An investigation conducted into the death of thousands of tilapia at the Fujian Fish Farm at Asutuare in the Shai Osudoku District in the Greater Accra Region at the behest of the Fisheries Commission, has established that bacterial infection, coupled with environmental factors, killed the fish.
According to the Commission, the bacterial infection, which weakened the immune system of the fishes, and environmental factors such as high temperature and salinity of the water could have led to the incident.
The Head of the Fish Health Unit of the Fisheries Commission, Dr. Peter Akpe Ziddah, who disclosed this to the Daily Graphic, said the fish with weak immune system could have easily been stressed by environmental factors.
In October last year, there was a scare among fish consumers when news broke that more than six tonnes of dead fish (tilapia) had been discovered on the Fujian Fish Farm, owned by a Chinese firm.

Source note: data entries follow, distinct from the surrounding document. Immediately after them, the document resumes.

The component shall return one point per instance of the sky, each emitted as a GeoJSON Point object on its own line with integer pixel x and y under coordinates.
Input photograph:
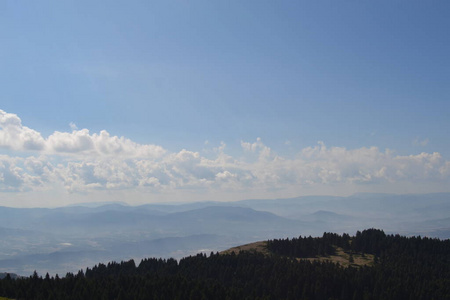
{"type": "Point", "coordinates": [178, 101]}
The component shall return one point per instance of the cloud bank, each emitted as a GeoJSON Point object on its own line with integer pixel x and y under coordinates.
{"type": "Point", "coordinates": [81, 162]}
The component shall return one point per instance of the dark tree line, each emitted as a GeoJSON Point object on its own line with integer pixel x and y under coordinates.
{"type": "Point", "coordinates": [408, 268]}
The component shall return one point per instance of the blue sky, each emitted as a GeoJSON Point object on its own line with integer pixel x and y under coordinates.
{"type": "Point", "coordinates": [244, 88]}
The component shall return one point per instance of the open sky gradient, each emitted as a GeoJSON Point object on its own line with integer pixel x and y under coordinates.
{"type": "Point", "coordinates": [178, 100]}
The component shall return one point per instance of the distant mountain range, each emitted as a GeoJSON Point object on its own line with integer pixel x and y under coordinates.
{"type": "Point", "coordinates": [65, 239]}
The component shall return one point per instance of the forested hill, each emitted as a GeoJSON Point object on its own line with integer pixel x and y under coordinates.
{"type": "Point", "coordinates": [402, 268]}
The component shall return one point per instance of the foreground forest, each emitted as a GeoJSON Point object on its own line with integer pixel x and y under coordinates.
{"type": "Point", "coordinates": [402, 268]}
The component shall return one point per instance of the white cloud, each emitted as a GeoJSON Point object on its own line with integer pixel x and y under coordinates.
{"type": "Point", "coordinates": [15, 136]}
{"type": "Point", "coordinates": [419, 142]}
{"type": "Point", "coordinates": [73, 126]}
{"type": "Point", "coordinates": [82, 162]}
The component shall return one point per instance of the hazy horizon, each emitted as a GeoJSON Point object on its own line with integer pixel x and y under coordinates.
{"type": "Point", "coordinates": [182, 101]}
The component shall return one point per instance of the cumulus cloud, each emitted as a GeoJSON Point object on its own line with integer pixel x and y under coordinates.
{"type": "Point", "coordinates": [80, 162]}
{"type": "Point", "coordinates": [15, 136]}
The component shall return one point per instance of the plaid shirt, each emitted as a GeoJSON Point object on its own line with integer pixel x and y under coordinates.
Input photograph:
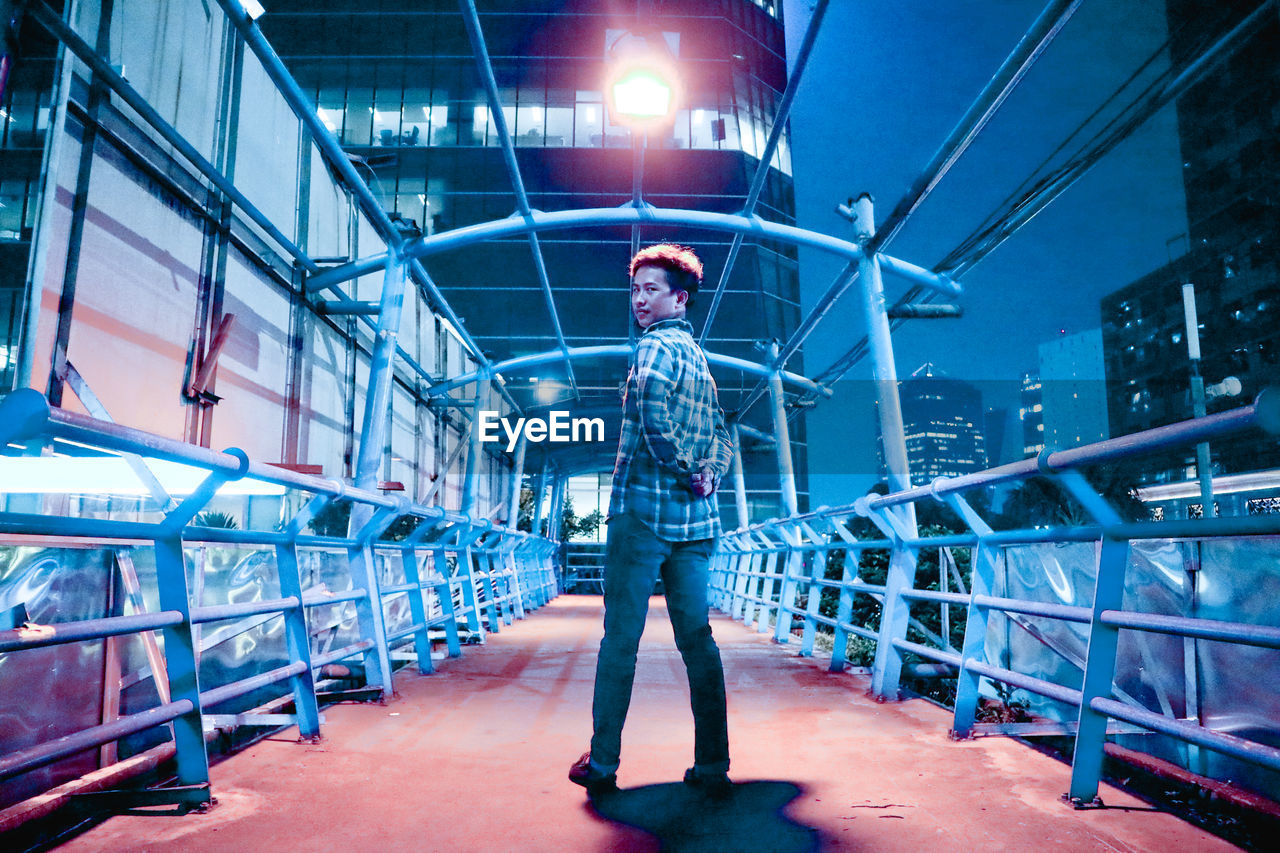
{"type": "Point", "coordinates": [672, 425]}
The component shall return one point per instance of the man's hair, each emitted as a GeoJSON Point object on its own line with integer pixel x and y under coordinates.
{"type": "Point", "coordinates": [684, 269]}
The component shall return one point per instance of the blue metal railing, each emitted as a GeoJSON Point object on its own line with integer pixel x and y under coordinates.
{"type": "Point", "coordinates": [456, 570]}
{"type": "Point", "coordinates": [759, 578]}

Another incident was noticed at the end of the year along the Volta Lake.
The Fisheries Commission and the Veterinary Services initiated an investigation process to find the cause of the kills.

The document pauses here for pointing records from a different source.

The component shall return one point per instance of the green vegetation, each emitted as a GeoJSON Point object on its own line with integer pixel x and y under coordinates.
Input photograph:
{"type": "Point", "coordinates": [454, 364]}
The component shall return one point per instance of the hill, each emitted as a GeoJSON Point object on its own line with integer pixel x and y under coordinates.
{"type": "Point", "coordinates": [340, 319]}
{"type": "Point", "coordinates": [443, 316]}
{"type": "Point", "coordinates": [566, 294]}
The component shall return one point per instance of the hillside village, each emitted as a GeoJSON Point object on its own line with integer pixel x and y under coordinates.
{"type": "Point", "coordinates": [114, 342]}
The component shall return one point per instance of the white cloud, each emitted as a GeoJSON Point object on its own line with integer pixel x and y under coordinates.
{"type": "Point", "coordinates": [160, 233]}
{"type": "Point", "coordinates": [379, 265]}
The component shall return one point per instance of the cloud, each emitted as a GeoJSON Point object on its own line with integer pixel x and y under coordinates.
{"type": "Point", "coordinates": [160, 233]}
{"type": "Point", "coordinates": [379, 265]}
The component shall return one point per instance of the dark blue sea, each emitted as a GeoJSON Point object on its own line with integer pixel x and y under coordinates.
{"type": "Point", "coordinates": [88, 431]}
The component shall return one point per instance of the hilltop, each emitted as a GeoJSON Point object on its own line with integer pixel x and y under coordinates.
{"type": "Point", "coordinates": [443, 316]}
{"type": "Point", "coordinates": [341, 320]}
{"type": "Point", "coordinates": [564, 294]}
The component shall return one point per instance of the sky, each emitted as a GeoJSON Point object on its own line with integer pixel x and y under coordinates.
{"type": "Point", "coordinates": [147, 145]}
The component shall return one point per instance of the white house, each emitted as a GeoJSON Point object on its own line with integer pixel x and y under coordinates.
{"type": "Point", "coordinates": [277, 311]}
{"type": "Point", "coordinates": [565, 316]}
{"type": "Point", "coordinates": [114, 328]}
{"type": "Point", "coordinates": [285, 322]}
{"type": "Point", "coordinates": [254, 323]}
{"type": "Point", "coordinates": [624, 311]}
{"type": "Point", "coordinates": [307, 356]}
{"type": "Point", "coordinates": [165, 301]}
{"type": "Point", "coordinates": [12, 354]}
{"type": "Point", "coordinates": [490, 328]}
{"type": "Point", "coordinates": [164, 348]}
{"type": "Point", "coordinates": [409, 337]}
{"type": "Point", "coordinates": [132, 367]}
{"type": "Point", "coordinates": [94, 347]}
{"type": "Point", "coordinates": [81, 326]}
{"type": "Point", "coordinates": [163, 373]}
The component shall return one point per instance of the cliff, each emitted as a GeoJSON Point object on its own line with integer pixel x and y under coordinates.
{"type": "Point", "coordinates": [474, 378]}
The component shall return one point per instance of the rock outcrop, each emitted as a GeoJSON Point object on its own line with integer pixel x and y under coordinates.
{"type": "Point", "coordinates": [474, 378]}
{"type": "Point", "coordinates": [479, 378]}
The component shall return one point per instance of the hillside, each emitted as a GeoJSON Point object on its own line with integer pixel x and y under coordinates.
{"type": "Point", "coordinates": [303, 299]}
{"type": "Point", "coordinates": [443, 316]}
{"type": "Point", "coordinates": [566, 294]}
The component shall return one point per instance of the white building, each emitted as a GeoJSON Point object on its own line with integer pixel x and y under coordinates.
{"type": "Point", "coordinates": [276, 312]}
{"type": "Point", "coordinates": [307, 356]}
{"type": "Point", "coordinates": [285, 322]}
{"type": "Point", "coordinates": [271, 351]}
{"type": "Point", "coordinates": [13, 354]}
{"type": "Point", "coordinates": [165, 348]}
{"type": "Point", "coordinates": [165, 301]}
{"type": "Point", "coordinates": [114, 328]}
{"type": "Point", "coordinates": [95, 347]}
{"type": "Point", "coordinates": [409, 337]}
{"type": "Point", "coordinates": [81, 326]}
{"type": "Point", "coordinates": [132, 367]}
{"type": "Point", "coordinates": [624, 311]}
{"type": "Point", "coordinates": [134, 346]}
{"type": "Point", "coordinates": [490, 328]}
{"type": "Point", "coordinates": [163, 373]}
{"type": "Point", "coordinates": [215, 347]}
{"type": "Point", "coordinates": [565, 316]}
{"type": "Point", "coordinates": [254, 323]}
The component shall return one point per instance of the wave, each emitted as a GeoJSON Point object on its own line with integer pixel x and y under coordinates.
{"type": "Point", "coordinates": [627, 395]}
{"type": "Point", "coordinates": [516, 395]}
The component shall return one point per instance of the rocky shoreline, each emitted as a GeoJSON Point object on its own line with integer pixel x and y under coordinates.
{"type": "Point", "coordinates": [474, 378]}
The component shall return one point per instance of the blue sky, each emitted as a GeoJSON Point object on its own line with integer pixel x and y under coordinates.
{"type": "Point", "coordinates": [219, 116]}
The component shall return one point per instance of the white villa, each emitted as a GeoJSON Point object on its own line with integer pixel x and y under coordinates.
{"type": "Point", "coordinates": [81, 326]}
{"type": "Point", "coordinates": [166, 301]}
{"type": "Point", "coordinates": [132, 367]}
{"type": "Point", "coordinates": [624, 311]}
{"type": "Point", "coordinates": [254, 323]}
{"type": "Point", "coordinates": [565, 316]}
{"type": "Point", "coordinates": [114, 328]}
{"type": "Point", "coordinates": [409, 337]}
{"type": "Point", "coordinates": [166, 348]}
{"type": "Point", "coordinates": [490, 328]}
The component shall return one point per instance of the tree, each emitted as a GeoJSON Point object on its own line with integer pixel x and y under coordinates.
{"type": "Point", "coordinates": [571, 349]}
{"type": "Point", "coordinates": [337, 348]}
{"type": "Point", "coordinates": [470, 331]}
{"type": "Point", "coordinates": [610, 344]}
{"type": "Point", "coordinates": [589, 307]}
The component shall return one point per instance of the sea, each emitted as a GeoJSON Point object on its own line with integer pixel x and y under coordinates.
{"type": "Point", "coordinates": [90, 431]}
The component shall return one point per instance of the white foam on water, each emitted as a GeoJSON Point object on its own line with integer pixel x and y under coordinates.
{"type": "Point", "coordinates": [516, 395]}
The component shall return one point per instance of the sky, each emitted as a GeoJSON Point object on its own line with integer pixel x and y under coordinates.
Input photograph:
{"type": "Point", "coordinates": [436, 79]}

Following the incident and preliminary observation, Dr Ziddah said there was an initial suspicion that the emerging new viral disease, Tilapia Lake Virus (TiLV), was the probable cause of those deaths or a toxin introduced in the water body.
Therefore, he said, samples of the water and the fish were taken to various specialised laboratories in Ghana, the United Kingdom, Singapore and Norway to confirm the fears of a viral infection.

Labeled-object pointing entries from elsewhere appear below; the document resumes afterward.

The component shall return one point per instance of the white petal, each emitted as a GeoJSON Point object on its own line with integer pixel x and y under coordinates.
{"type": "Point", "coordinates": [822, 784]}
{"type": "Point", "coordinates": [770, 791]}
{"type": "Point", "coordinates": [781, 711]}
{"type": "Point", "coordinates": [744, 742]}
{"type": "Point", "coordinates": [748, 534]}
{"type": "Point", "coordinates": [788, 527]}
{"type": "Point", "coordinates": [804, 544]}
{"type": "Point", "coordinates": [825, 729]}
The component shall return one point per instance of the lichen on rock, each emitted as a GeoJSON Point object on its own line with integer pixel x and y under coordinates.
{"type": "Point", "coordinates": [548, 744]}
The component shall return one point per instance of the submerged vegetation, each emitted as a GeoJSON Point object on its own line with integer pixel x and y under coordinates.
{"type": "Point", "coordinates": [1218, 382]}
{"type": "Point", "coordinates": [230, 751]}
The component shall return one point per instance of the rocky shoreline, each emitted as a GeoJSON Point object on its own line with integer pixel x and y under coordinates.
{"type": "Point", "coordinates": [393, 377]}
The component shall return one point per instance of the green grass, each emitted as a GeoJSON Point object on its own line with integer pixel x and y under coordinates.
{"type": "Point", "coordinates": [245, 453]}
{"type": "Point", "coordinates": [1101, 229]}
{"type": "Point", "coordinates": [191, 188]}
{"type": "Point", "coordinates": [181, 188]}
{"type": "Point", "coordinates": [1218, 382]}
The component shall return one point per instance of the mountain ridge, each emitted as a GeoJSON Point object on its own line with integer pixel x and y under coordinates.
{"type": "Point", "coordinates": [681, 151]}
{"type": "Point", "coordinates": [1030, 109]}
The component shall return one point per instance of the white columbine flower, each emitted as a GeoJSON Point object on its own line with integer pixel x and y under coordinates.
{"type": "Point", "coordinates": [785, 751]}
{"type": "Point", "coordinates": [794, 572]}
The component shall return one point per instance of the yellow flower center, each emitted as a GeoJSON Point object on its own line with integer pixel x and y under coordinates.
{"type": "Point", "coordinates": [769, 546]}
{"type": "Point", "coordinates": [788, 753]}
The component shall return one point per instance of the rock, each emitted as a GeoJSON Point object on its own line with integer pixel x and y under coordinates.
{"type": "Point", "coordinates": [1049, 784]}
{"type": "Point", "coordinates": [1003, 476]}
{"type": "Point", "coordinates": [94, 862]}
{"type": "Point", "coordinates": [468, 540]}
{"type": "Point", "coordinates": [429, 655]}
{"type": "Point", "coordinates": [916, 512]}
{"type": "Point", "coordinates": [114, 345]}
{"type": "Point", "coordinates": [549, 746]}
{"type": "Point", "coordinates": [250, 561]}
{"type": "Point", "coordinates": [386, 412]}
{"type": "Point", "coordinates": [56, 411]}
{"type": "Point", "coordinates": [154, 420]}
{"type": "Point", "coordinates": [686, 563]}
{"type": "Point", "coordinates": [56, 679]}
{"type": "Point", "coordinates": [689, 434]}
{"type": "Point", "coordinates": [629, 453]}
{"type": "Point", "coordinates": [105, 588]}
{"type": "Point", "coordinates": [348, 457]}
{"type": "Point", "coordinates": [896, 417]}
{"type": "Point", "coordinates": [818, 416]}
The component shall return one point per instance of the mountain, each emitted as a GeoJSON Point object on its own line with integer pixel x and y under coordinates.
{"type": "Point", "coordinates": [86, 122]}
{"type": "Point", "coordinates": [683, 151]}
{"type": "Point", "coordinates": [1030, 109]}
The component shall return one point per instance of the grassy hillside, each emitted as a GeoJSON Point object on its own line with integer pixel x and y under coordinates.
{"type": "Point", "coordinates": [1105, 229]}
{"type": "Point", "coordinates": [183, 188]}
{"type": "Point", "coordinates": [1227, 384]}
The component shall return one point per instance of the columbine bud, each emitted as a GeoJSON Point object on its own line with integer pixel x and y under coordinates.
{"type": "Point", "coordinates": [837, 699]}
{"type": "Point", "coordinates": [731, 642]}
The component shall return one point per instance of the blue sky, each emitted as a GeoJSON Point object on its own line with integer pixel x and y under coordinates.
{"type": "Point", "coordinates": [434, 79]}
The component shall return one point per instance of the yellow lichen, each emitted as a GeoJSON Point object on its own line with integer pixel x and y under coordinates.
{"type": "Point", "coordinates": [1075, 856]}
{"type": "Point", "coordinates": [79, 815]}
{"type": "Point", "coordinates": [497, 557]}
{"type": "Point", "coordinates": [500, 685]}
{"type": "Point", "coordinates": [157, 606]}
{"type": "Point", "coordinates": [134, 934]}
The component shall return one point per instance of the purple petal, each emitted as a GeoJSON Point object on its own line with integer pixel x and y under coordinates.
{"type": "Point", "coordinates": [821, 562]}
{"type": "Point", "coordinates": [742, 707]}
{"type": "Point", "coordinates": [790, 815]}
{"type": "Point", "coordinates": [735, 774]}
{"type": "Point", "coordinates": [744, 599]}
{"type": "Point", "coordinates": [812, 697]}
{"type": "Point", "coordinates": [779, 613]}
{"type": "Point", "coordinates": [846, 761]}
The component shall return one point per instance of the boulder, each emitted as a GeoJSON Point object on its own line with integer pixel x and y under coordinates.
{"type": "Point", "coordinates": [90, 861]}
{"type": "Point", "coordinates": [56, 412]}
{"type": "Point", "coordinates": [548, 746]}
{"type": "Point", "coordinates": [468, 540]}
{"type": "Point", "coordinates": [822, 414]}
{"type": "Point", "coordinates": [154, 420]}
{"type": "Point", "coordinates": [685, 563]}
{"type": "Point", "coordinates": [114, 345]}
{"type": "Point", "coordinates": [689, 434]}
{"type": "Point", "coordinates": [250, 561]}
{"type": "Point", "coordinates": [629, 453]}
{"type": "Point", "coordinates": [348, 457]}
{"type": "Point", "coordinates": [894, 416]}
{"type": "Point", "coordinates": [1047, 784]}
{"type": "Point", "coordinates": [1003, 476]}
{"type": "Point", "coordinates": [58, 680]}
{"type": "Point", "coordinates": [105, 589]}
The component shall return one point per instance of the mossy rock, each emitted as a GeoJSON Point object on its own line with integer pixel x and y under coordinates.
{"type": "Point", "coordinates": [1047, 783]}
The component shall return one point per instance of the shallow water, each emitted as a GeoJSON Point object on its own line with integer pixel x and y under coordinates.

However, results from the samples sent to the Ghana Standards Authority and the various laboratories outside Ghana proved that there was neither toxin in the water nor the flesh of fish.
The investigation also indicated that the fish was negative for the viral infection (TiLV).
“We knew of the presence of some bacterial infections that were causing heavy mortalities since 2014 and prominent was the strain streptococcus agalactiae 1b.
“This bacteria was contained by the use of an autogenous vaccine that was developed with the strain from the Volta Lake,” he explained.
Most of the results from laboratories abroad, he said, proved that there was a new bacterial introduction of the streptococcus agalactiae 1a.
He said the streptococcus agalactiae 1a was a very virulent (harmful) bacteria to fish.
Furthermore, he said, the investigations showed that the DNA of the bacteria found in the fish was of Asian origin.
He said the streptococcus agalactiae Ia might have been introduced into Ghana after someone brought in a new fish, saying “someone might have smuggled it into the country”.
“Most of the fish farmers believe that the local fish did not grow fast and so some of them smuggle some fish into the country through which some of these diseases appear,” he explained.
Additionally, he mentioned that the use of agro-chemicals along the banks of the Volta Lake was dangerous to the health of the fish and urged the public to desist from doing so.
Going forward, Dr Ziddah recommended that the biosecurity measures on fish farms and at the country’s entry points should be improved.
He further recommended the use of autogenous (local) vaccine from the strain found in Ghana to avoid recurrences.